Medical Training mit Pferden – was sich dahinter verbirgt und welche Vorteile das Training mit sich bringt
(1. Teil)
Es ist wieder soweit – die jährliche Impfung deines Pferdes steht an. Ein Termin, der entspannt und gefahrlos für alle Beteiligten ablaufen kann. Ein gutes Medical Training lässt die Traumvorstellung zahlreicher Pferdemenschen von einem kooperierendem Pferd bei Behandlungen jeglicher Art Wirklichkeit werden.
WAS IST MEDICAL TRAINING?
Der Fokus des Medical Trainings liegt auf dem kleinschrittigen Trainieren aller Sequenzen einer vorher definierten Behandlung am Pferd (z.B. Zahnkontrolle, Blutentnahme, …), wodurch zukünftig jene Behandlung entspannt für Pferd und Mensch erfolgen kann. Stress durch eventuelle Zwangsmaßnahmen sowie die Verletzungsgefahr durch Abwehrverhalten des Tieres können somit für Mensch und Pferd auf ein Minimum reduziert werden. Eine zentrale Rolle spielt der Einsatz von Kooperationsverhalten des Pferdes. Das Einnehmen eines vorher festgelegten Kooperationsverhaltens enthält für den Menschen die Information, dass eine Behandlung starten bzw andauern kann.

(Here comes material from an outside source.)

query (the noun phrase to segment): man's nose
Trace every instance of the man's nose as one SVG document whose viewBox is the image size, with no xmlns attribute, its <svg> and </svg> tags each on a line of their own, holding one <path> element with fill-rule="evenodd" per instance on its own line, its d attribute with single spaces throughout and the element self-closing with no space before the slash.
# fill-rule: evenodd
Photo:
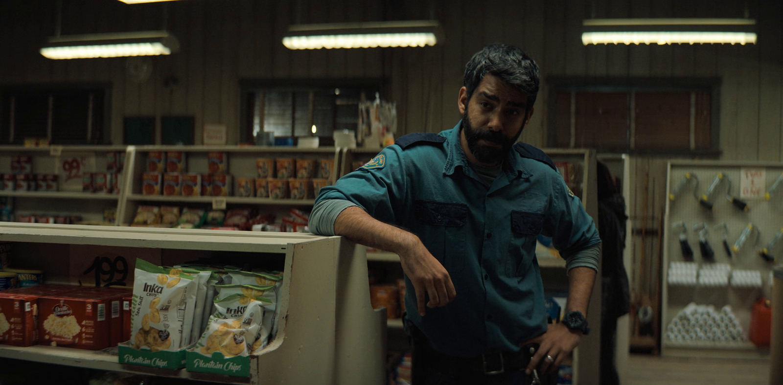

Im Gegensatz dazu enthält das Verlassen des Kooperationsverhaltens durch das Pferd die Information für den Menschen, dass die Behandlung an dieser Stelle unterbrochen werden muss. Es ermöglicht dem Menschen den passenden Trainingsschritt zu wählen, da der Grad der Kooperationsbereitschaft des Pferdes an eben diesem ohne Missverständnisse abgeleitet werden kann. Auf diese Weise wird die Basis geschaffen für ein zielführendes Training.

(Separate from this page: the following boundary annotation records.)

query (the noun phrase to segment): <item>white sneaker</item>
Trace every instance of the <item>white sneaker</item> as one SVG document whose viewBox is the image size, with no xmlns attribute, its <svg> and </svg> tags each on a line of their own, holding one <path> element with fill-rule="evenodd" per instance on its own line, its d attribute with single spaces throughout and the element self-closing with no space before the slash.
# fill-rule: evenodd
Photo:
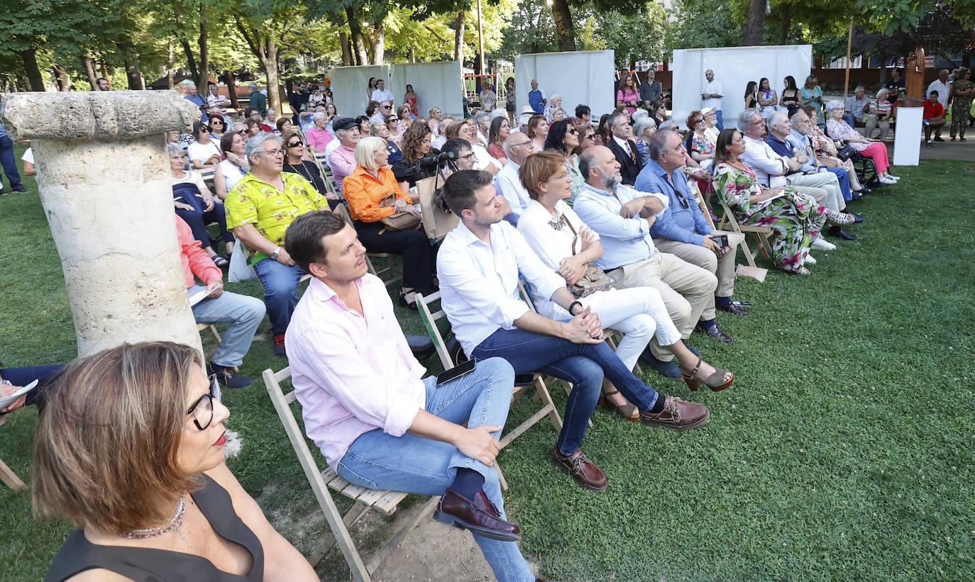
<svg viewBox="0 0 975 582">
<path fill-rule="evenodd" d="M 837 248 L 836 244 L 833 244 L 832 242 L 830 242 L 826 238 L 823 238 L 822 236 L 818 238 L 813 238 L 811 246 L 813 248 L 822 248 L 825 250 L 836 250 Z"/>
</svg>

WELCHE VORTEILE BRINGT DAS MEDICAL TRAINING?
Notwendige Behandlungen wie Impfungen, Untersuchungen, Verbände anlegen, Zahnkontrolle, … sind stressfrei für Pferd, die behandelnde Person und den Pferdemenschen möglich, da das medical trainierte Pferd entspannt kooperiert. Ein Beenden der Kooperation durch das Pferdes während der Behandlung gibt im Gegenzug Aufschluss über die nicht gut genug trainierten Behandlungssequenzen am Pferd und führt sofort zur Unterbrechung der Behandlung. Behandlungen eines medical trainierten Pferdes bergen ein deutlich kleineres Verletzungsrisiko für die behandelnde Person und das Pferd selbst, da eine klare Kommunikation des Pferdes vor und während der Behandlung stattfinden kann. Aus Sicht des Pferdes macht das ein für die behandelnde Person gefährliches Abwehrverhalten unnötig. Das Pferd darf mitsprechen – fühlt sich gehört und wahrgenommen.
Durch das Einräumen eines Mitspracherechts kooperiert das Tier freiwillig und ohne Zwang, da es zu jedem Zeitpunkt „Nein“ sagen kann. Ein “Ja” zur Behandlung führt zu einer Futterbelohnung, weshalb sich eine Kooperation für das Pferd bei sinnvoll geplanten Trainingsschritten lohnt.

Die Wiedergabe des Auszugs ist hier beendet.